A note on percentage:

Some skincare brands have started labelling their ingredient percentages, which is a great move towards transparency in formulations. However, this can lead to the misconception that a higher percentage is better, which is not necessarily true. L-Ascorbic Acid must be at least 5% in order to have any effect, but studies show that over 20% it doesn’t have any added benefits and can cause significant skin irritation. If you are looking for an Ascorbic Acid-based serum, we recommend 5% if beginner/sensitive and 10-15% otherwise. Note that derivatives work at different percentages, so this rule does not apply to them.

Molecule

 

L-Ascorbic Acid (AA)

Gold standard vitamin C

Many many studies back up its efficacy in-vivo

Very unstable, oxidises easily

Ascorbyl glucoside

Very promising in vitro studies

3-O Ethyl Ascorbic Acid

Promising in vitro studies, strong point appears to be brightening

Magnesium ascorbyl phosphate (MAP)

No data on antioxidant properties, but in vitro studies suggest it can boost collagen and brighten

Sodium ascorbyl phosphate (SAP)

In-vivo studies confirm antioxidant properties, though less so than AA

In-vivo trade publication also suggests it may be a good brightener

In-vitro studies show it can boost collagen, but less effectively compared to MAP

In-vivo studies show anti-acne properties

Tetrahexyldecyl Ascorbate (TDHA)

Only in vitro studies

Ascorbyl Tetraisopalmitate (ATIP)

Only in vitro studies

Ascorbyl Palmitate

Least studied molecule and least promising – falls short in almost all areas and appears to be almost as unstable as AA too!

 

If a derivative doesn’t have in vivo studies, this doesn’t mean it’s ineffective – it means we don’t yet have data to prove it is or isn’t effective. More studies are being done and eventually, we will have proof either way for these derivatives. In the meantime, if you are seeing benefits from a certain serum, keep using it!

Oxidation

We’ve spoken a lot about how pure Vitamin C is unstable – but what does that mean exactly?

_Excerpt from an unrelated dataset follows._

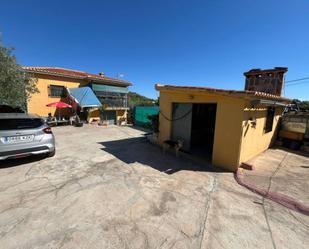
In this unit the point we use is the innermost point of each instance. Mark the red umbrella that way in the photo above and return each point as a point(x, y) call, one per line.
point(59, 105)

Well, Vitamin C is unstable because it can easily oxidise – leave it in the sun and it quickly turns brown. Oxidising is equivalent to going off. Once Vitamin C has gone off, it provides little of the benefits we’ve spoken about.

The original colour of a Vitamin C serum should be clear. Clear Vitamin C is not oxidised and works. This colour will in time turn from clear to a dark orange-brown. If it’s gained a bit of colour, it should still be viable. Once it’s turned the dark colour that can be seen in the photo, it is no longer viable and should be thrown out. Putting it on your skin at this stage will have almost none of the Vitamin C benefits. 

Credit to skinscience.md

Should you use a vitamin C?

Yes! Due to its many roles, vitamin C is great at all ages, from teens to old age. If you want to prevent ageing, it’s a great antioxidant. If you are struggling with pigmentation, it’s a great skin brightener. If you have mature skin and want to target signs of ageing, it boosts collagen. There’s a lot to love about Vitamin C!

For a beginner, we recommend starting with 5% L-Ascorbic Acid or adding the serum to your moisturiser to minimise initial irritation. If you find you do not tolerate L-Ascorbic Acid, try one of the derivatives.

The many different formulations and derivatives can be confusing but we’re hoping this article sheds a bit of light on this superstar ingredient.